Up Batch asynchronous tasks with coroutines

Parallel async coroutines

Last modified on August 15, 2012 17:22

Use a parallel asynchronous coroutine when two or more asynchronous tasks should run simultaneously and you want to be notified when all of them have completed ... or if any one of them fails.


We've focused on batching Asynchronous Serial Tasks because it's a common pain point that cries out for some relief.

Having slain that dragon, you discover another one in the same cave. You have several asynchronous tasks that must finish collectively but they are mutually independent and you don't care which finishes first. You suspect that your application might run faster if you fired them off together and let the caller work on something else until all of the parallel tasks are done.

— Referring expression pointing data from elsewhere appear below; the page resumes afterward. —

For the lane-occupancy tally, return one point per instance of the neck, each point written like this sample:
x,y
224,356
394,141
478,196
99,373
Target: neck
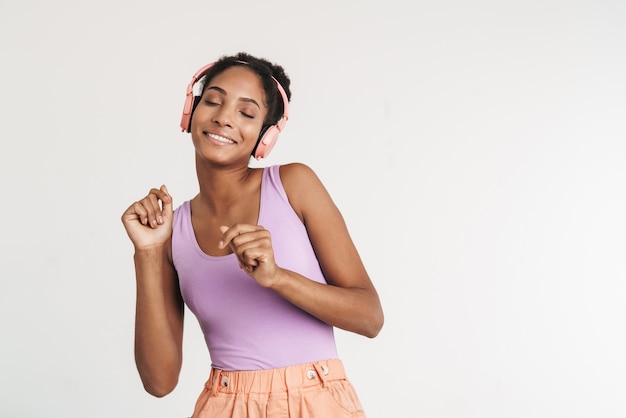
x,y
222,187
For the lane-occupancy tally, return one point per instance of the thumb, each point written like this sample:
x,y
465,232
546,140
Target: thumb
x,y
168,204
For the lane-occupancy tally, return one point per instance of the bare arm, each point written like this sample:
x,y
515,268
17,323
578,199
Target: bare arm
x,y
349,301
159,307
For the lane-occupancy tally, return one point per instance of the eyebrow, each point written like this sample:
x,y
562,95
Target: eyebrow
x,y
243,99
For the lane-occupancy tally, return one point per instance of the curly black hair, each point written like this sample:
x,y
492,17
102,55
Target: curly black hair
x,y
266,71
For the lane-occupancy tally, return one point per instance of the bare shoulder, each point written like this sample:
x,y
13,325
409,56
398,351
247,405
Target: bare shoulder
x,y
293,174
303,187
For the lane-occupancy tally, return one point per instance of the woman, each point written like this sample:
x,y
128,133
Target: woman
x,y
261,256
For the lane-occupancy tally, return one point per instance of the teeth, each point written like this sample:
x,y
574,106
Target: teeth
x,y
221,139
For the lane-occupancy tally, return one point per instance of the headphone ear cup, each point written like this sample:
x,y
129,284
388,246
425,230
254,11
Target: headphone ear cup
x,y
267,140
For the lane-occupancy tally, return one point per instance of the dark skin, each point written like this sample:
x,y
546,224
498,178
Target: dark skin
x,y
224,130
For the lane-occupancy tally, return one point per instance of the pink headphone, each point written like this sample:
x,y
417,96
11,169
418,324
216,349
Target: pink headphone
x,y
269,133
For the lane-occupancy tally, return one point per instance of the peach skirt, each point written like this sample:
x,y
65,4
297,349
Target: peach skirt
x,y
311,390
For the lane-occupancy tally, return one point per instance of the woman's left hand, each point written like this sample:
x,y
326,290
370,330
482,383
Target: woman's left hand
x,y
252,244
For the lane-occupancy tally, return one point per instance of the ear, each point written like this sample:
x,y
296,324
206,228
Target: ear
x,y
258,141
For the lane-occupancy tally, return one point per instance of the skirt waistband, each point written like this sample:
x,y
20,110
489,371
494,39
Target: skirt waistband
x,y
276,380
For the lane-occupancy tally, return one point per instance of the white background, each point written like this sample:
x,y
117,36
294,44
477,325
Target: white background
x,y
476,149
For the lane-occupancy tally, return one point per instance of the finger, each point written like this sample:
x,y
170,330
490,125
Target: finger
x,y
168,202
153,206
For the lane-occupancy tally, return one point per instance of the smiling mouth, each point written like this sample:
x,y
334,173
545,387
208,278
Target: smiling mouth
x,y
220,139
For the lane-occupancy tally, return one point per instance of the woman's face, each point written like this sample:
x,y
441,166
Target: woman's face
x,y
229,117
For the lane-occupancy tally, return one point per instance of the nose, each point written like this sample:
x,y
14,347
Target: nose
x,y
223,116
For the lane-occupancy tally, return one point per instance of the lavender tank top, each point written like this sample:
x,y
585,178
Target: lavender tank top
x,y
246,326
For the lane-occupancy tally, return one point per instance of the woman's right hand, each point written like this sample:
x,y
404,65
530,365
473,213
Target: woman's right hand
x,y
148,222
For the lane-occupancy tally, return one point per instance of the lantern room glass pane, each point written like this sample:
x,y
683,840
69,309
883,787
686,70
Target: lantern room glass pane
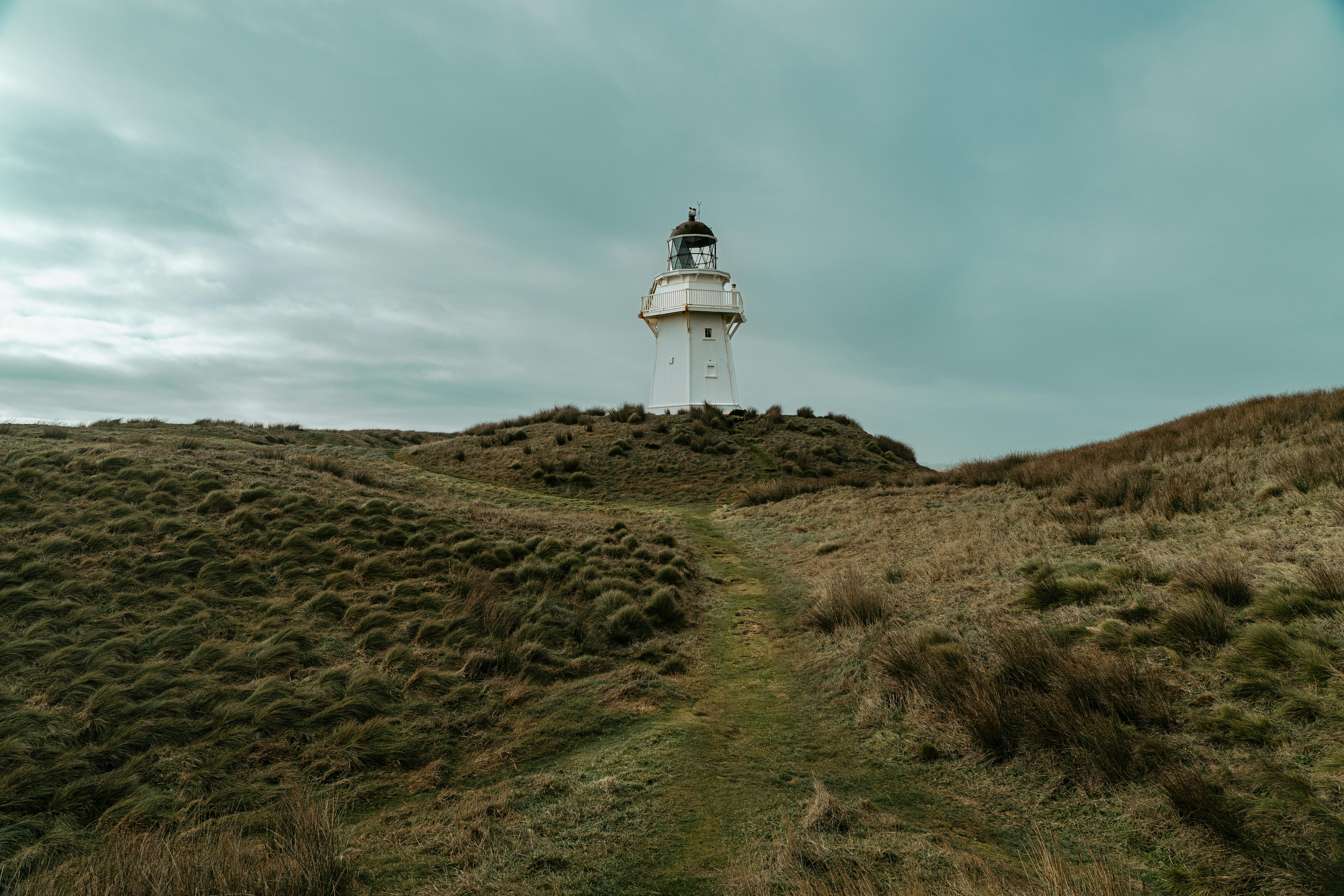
x,y
693,250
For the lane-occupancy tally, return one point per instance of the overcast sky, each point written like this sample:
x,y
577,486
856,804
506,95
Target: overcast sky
x,y
975,226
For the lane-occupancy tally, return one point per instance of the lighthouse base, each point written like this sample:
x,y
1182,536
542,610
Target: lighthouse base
x,y
693,363
679,409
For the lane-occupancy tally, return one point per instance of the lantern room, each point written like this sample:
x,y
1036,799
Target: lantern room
x,y
693,245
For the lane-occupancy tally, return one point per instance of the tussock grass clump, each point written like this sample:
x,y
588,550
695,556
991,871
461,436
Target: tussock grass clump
x,y
190,665
1252,422
846,600
628,624
1049,589
295,850
888,445
665,609
1221,576
1195,624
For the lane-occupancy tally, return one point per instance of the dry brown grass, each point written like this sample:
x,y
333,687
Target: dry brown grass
x,y
1214,578
803,866
296,850
693,459
846,600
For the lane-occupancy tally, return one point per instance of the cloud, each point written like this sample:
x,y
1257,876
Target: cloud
x,y
979,228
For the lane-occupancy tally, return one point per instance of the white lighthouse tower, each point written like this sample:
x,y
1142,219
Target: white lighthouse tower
x,y
694,310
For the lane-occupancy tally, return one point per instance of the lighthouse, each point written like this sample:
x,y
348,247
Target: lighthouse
x,y
694,310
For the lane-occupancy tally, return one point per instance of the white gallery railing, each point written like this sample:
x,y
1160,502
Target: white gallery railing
x,y
694,297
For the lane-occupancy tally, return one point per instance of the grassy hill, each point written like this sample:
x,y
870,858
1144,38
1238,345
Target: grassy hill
x,y
769,656
210,632
702,457
1134,645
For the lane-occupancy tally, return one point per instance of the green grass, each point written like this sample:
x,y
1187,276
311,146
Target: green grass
x,y
189,633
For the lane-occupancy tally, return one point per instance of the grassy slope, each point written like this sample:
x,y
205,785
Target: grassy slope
x,y
1241,793
195,620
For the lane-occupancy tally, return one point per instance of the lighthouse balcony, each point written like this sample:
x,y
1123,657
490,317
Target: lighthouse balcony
x,y
691,300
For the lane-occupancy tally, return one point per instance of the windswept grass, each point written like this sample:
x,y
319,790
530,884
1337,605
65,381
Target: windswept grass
x,y
189,632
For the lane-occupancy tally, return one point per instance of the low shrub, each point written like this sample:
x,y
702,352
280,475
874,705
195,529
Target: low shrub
x,y
322,464
295,850
628,624
782,490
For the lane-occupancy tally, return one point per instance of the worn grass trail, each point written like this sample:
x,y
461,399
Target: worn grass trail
x,y
730,766
703,781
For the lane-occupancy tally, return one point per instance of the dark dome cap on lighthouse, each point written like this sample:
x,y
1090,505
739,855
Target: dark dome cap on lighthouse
x,y
691,226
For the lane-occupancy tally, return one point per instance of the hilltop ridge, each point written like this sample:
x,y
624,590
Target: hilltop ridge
x,y
699,457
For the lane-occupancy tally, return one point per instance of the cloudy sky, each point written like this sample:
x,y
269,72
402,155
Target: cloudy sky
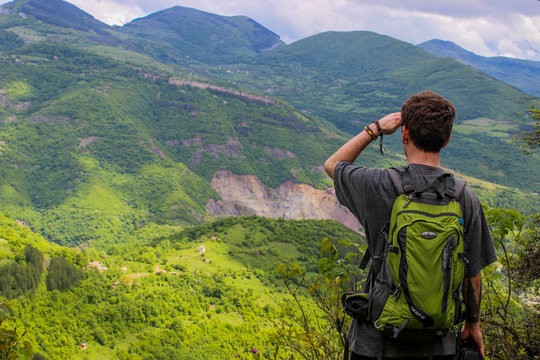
x,y
486,27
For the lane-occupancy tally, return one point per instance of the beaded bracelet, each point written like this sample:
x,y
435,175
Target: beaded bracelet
x,y
370,133
381,149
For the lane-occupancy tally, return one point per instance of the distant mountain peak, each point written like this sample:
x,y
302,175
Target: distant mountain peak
x,y
203,36
523,74
58,13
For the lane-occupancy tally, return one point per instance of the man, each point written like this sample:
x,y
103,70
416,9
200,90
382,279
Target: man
x,y
426,121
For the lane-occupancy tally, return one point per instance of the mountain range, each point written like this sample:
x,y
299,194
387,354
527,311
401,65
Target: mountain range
x,y
107,130
523,74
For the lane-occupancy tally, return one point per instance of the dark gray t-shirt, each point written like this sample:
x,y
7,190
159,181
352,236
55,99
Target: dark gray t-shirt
x,y
369,193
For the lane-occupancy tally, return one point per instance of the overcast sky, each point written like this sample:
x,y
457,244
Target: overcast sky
x,y
486,27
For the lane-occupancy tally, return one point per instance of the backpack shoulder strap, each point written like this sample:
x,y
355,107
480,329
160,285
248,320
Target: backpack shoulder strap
x,y
397,175
460,186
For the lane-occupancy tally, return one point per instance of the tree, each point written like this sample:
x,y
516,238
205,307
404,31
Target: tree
x,y
511,320
320,331
12,345
62,274
531,139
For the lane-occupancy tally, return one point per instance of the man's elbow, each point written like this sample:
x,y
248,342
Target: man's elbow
x,y
329,166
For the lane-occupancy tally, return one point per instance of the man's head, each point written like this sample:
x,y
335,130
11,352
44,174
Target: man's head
x,y
429,118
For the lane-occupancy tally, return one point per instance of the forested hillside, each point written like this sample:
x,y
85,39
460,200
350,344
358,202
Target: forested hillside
x,y
209,291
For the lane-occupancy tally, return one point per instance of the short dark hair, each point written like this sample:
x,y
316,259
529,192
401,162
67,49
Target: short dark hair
x,y
429,118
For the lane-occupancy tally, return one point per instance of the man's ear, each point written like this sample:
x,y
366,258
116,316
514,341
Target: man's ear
x,y
404,134
447,141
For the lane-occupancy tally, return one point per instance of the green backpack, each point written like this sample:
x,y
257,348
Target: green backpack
x,y
416,277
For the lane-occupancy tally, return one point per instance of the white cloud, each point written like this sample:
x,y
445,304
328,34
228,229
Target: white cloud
x,y
486,27
110,12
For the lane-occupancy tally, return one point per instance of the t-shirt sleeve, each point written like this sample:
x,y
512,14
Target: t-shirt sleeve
x,y
346,179
367,192
479,244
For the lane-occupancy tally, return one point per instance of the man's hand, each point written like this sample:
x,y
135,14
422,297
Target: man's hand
x,y
351,149
389,123
472,330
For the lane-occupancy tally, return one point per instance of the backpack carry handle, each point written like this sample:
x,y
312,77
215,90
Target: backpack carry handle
x,y
436,187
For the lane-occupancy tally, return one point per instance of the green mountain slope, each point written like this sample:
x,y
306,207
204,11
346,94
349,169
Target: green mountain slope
x,y
353,78
523,74
210,292
93,148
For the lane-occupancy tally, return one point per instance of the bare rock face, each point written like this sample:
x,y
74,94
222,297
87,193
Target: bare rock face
x,y
247,195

You suspect ... but you do not know. The watch word for performance tuning is "measure.". Measure before and after. Measure for different runtime environments. We have seen plenty of multi-threaded code that ran slower than the original single-threaded approach. While it is often the case that a batch of IO tasks, such as fetching entities from a remote database, complete significantly faster when run in parallel, we urge you to test that assumption in your application.

A parallel scenario: loading lists at launch

Many applications rely on lots of small lists:  lists of states or provinces, lists of status codes, lists of suppliers, etc. Most are very stable (the provinces) and might be worth enshrining in the code. However, you have your good reasons to read them in from the database when the application launches.

Your application will not function properly until all of the lists are loaded. You don't care are about load order; you just want to hold back the user until they've all arrived.

You noticed that waiting for the server to deliver these lists one by one is painfully slow. The size of each list is not the issue - they are all tiny. It's the number of server trips that is killing responsiveness. Most of the overhead is in managing the conversation with the server, not in database query or in the transmission of data. Your client is idle while you wait for each list result. Maybe you can speed things up by firing off a bunch of requests at once. You could be right about that.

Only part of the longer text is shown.